I was not given many natural gifts in this life. I am a short, average looking man with Boring Dude Haircut #4 plastered on my dome. I am more book smart than street smart, and I am not even that book smart. Despite being delightfully mediocre in many areas, I excel in exactly one: being the loudest person in the Western Hemisphere. It is kind of like being the human equivalent of the Tasmanian Devil – a totally average looking marsupial that possesses a ferocious growl. I am the guy that does not need a microphone during presentations. My voice can reach Vancouver from San Diego with relative ease. My diaphragm must be jacked.

And I was quite eager to share this gift with you, Guy About to Drop in on Me. But you, being an ungrateful douchebag, do not want to listen to the personal performance I just gave you of the one skill I have spent a literal lifetime perfecting. Douchebaggery never has time for others.

Ignoring me and proper surfing decorum, you take off and rise to your feet. I begin to volley a variety of expletives your way, but you seem to be on a quest to convince me you are deaf. You are now very much in my way and I have a choice to make. Do I:

a. Channel my inner linebacker and tackle you

b. Lean down, grab your leash, and send you tumbling backwards

c. Increase the ferociousness of my now steady string of F-Bombs, cluing you into my level of seriousness

d. Sheepishly pull out and fire salvos of eye daggers in your general direction

I choose D, with a dose of C for good measure, because I am a lover, not a fighter. Also, please see a few paragraphs prior where I state my average dude size. The largest child on most playgrounds could handily kick my ass, so it’s in my best interest to not be a physical aggressor. This approach has kept me alive for 33 years, but really cuts into my wave count.
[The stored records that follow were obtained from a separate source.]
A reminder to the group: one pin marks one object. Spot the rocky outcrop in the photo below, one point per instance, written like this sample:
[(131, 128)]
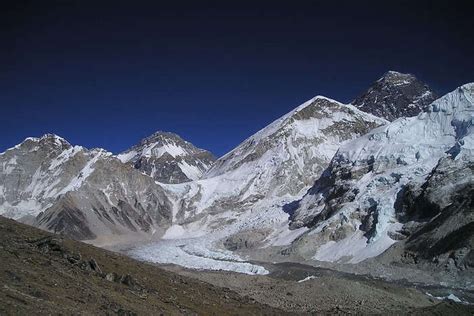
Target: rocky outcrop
[(77, 192), (168, 158), (395, 95), (364, 196), (279, 161)]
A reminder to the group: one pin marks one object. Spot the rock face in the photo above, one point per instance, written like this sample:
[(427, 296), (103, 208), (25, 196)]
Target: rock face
[(446, 202), (279, 162), (395, 95), (360, 205), (168, 158), (78, 192)]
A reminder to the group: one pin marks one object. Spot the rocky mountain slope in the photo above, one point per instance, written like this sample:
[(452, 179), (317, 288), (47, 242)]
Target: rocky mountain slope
[(412, 178), (326, 182), (44, 274), (238, 203), (278, 162), (395, 95), (81, 193), (168, 158)]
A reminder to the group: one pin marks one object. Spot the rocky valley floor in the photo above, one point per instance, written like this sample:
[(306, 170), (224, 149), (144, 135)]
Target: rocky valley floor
[(45, 274)]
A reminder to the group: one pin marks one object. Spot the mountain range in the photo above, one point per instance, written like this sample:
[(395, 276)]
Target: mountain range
[(327, 182)]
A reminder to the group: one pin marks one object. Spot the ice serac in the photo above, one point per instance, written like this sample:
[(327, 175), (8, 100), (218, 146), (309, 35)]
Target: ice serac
[(81, 193), (278, 163), (237, 205), (168, 158), (363, 202), (395, 95)]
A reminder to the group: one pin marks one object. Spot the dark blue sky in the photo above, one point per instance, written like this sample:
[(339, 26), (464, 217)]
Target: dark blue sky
[(108, 74)]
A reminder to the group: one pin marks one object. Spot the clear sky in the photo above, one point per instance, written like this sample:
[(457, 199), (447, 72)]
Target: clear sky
[(108, 73)]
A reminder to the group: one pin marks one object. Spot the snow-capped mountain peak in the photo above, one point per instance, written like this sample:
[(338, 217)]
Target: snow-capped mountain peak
[(168, 158), (395, 95), (354, 209)]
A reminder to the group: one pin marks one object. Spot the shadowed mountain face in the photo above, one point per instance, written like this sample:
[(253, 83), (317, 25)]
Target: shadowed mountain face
[(395, 95), (78, 192), (381, 187), (168, 158), (352, 182)]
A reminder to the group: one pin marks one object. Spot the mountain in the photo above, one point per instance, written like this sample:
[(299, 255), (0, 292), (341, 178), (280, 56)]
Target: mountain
[(237, 205), (395, 95), (45, 274), (168, 158), (410, 179), (84, 194), (280, 161)]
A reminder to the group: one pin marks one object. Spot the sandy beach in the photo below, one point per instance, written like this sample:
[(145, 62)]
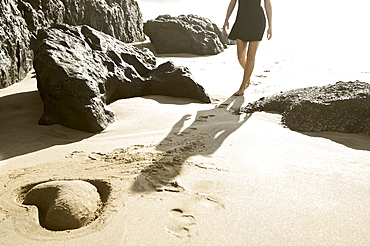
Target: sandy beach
[(178, 172)]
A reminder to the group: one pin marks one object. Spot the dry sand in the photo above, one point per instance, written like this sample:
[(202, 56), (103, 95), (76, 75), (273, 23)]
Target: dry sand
[(172, 171)]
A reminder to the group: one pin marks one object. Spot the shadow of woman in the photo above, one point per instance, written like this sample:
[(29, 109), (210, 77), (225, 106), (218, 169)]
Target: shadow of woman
[(202, 137)]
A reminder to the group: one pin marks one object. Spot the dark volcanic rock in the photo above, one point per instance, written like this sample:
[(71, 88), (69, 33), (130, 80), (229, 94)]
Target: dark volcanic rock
[(185, 34), (342, 107), (20, 19), (120, 19), (15, 55), (80, 70)]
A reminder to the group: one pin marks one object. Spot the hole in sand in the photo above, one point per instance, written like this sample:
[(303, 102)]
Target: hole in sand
[(66, 204)]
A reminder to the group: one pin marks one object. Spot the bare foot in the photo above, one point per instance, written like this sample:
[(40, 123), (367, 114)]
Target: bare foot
[(239, 93), (241, 90)]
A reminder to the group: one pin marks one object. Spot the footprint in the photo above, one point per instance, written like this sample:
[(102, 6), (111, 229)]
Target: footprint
[(179, 223)]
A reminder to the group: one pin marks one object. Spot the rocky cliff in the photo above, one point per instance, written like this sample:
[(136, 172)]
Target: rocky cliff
[(20, 20)]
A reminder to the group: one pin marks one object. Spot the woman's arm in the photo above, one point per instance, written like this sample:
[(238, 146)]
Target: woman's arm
[(268, 9), (230, 10)]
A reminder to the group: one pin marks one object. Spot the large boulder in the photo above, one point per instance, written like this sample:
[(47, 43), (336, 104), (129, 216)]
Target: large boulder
[(185, 34), (20, 20), (80, 70), (15, 54), (342, 107), (64, 205)]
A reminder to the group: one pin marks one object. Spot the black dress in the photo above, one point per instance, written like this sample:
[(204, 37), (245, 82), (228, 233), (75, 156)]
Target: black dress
[(250, 21)]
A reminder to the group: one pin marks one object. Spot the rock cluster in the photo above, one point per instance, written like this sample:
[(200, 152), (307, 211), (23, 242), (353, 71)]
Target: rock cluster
[(342, 107), (80, 70), (64, 205), (20, 19), (185, 34)]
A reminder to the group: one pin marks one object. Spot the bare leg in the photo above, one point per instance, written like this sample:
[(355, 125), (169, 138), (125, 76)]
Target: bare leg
[(248, 64)]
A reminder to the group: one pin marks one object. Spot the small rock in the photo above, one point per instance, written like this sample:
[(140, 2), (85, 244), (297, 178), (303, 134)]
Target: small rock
[(64, 205)]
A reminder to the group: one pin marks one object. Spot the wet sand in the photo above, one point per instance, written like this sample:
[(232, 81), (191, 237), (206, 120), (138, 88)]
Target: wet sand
[(178, 172)]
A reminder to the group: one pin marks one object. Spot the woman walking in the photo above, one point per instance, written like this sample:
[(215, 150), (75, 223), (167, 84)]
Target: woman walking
[(248, 31)]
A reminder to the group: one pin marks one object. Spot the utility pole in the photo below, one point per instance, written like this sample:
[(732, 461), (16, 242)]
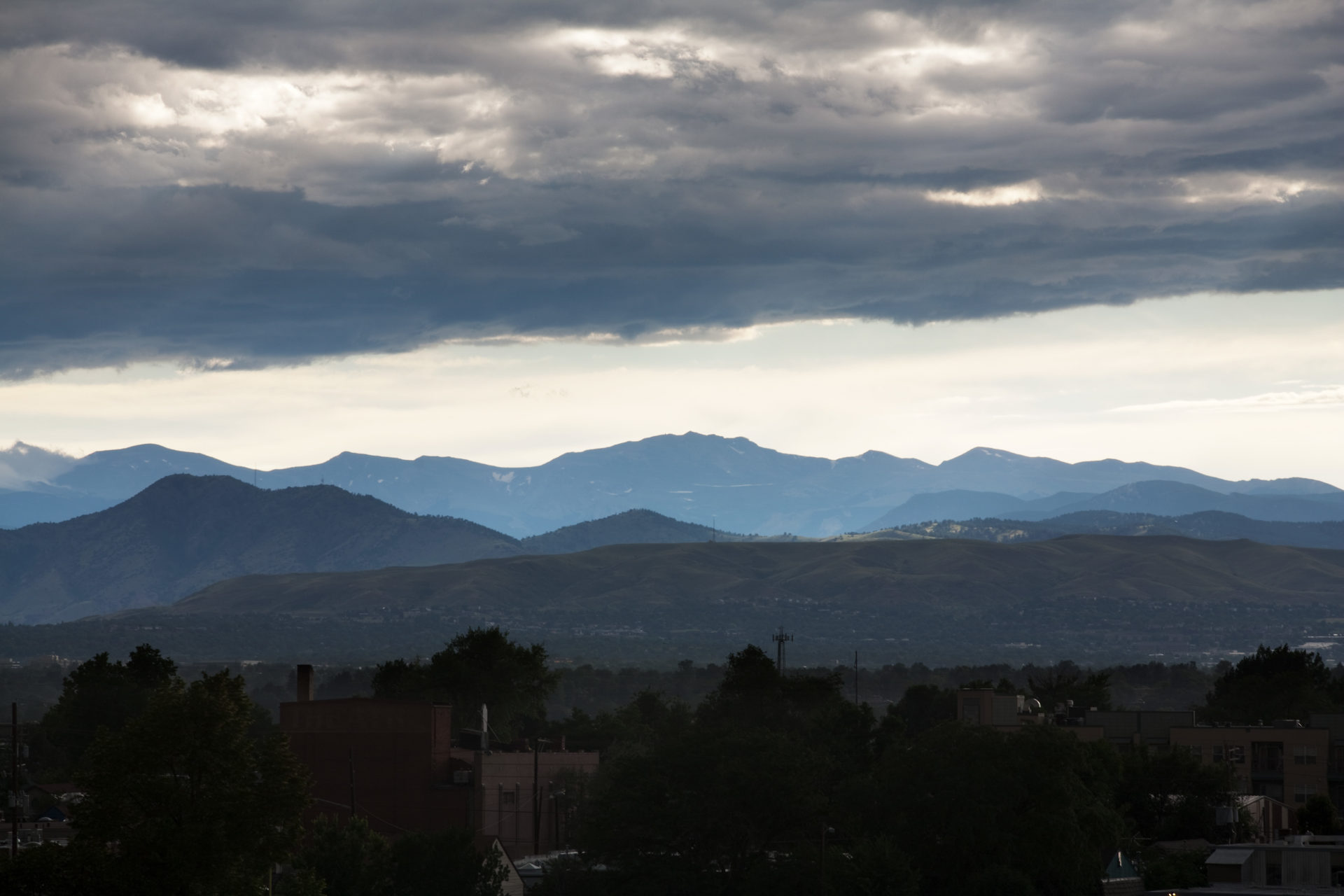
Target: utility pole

If you are good, you majestically glide down the line, hitting the lip at all the right times, leaving me to wonder about the wave that could have been for me. If you are not so good, then I have a front row seat as you somehow stiffly, yet wobbly, go straight. You might also fall. You falling is preferable in both scenarios.

It’s like we are both guys looking for ladies in the same Club/Clerb. I spot someone attractive and proceed to strike up a friendly conversation with her, hoping the loud music excuses the excessive volume of my booming voice. But then you, the Drop In Douche, emerging from your cologne bath with an abundance of gel slathered in your hair, slides up behind her and begins ramming your be-kahkied package into her, grinding without so much as a hello to announce yourself. Somehow, you get the girl and I go home alone.

So I reluctantly allow you to grind on my wave and you run away with it, heroically riding off into the sunset. I bob alone in silence, letting out a long sigh and wondering about the one that got away.

Do you show remorse afterwards? Of course not. You do not even look in my direction. You are too busy aggressively asserting yourself in the next pack of surfers, sizing up your next victim.

In my imagination, I have already dropped you into a vat of Gorilla Glue, where I will allow 24 hours for the glue to fully dry and cure so that I can safely pick you up and toss you into the mouth of the nearest active volcano. This thought makes me smile. While I am not a violent person, I can still enjoy plotting your torturous demise within the confines of my mind, where the laws are more lax.

But really, we should go out for coffee some time and discuss the finer points of surfing etiquette. It will be an opportunity for you to explain yourself and maybe even learn how to become a better person. Then I can throw my scalding hot coffee (AKA Volcano Juice) in your stupid fucking face. Asshole.